Using Python 2.7. Let us say we have list_of_nums = [1,2,2,3,4,5] and we want to remove all occurrences of 2. We can achieve it by list_of_nums[:] = filter(lambda x: x! = 2, list_of_nums) or list_of_nums = filter(lambda x: x! = 2, list_of_nums).

Is this an "in-place" substitution? Also, are we creating a copy of list when we use filter?

Answer 1

list_of_nums[:] = filter(lambda x: x != 2, list_of_nums)

and

list_of_nums = filter(lambda x: x != 2, list_of_nums)

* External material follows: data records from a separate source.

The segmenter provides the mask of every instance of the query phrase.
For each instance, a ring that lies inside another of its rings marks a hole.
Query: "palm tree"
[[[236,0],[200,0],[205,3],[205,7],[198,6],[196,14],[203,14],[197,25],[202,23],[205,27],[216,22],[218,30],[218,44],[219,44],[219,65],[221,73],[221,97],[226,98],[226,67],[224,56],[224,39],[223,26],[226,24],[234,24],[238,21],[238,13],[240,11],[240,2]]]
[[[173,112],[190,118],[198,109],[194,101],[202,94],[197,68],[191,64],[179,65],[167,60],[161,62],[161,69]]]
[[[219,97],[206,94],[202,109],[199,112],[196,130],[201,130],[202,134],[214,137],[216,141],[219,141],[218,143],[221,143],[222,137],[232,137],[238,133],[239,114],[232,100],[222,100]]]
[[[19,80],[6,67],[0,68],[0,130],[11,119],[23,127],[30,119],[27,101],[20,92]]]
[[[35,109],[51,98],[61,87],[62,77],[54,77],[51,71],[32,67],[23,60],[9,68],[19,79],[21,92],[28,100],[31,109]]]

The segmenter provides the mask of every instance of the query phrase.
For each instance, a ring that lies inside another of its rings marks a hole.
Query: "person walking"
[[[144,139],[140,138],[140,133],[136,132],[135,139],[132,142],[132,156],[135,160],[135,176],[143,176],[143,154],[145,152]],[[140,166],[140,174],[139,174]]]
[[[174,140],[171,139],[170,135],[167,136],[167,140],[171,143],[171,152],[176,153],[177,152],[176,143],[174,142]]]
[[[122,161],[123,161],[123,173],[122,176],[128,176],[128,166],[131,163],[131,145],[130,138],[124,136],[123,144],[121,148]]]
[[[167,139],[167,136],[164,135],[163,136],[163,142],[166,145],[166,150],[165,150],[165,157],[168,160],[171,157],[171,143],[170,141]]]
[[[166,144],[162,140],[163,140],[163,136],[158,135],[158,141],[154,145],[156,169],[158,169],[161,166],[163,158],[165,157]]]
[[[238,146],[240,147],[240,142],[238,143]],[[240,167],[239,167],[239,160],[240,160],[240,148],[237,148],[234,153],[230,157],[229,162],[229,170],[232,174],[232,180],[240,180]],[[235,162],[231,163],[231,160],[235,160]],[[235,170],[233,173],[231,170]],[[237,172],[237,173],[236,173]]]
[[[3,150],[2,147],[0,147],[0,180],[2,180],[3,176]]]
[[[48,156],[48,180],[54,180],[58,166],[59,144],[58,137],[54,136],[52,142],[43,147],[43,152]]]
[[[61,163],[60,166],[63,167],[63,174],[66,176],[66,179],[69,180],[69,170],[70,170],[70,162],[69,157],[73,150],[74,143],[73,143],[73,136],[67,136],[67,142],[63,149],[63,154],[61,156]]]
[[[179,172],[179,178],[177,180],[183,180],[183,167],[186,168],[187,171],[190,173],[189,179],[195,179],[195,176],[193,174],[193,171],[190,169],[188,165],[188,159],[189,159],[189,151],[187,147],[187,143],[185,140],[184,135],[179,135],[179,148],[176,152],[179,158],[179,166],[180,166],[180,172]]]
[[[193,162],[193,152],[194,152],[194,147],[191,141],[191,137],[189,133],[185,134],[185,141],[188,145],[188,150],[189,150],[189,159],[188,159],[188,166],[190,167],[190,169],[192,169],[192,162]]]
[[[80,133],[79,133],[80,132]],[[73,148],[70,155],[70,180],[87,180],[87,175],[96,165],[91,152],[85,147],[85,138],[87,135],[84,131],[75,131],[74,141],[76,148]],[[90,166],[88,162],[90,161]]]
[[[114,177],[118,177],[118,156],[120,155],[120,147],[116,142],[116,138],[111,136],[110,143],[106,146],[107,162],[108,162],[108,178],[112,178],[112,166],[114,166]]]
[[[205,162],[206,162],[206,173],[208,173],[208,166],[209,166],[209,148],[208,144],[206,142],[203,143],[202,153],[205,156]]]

are two different operations that end up with mostly the same result.

In both cases,

filter(lambda x: x != 2, list_of_nums)

returns either a new list containing items that match the filter (in Python 2), or an iterable over list_of_nums that returns the same items (in Python 3).

The first case,

list_of_nums[:] = filter(lambda x: x != 2, list_of_nums)

then deletes all items from list_of_nums and replaces them with the items from the new list or iterable.

The second case,

list_of_nums = filter(lambda x: x != 2, list_of_nums)

assigns the new list to the variable list_of_nums.

The time when this makes a difference is this:

def processItemsNotTwo_case1(list_of_nums):
    list_of_nums[:] = filter(lambda x: x != 2, list_of_nums)
    # do stuff here
    # return something

def processItemsNotTwo_case2(list_of_nums):
    list_of_nums = filter(lambda x: x != 2, list_of_nums)
    # do stuff here
    # return something

list1 = [1,2,2,3,4,5]
processItemsNotTwo_case1(list1)
list2 = [1,2,2,3,4,5]
processItemsNotTwo_case2(list2)

With this code, list1 ends up with the new contents [1,3,4,5], whereas list2 ends up with the original contents [1,2,2,3,4,5].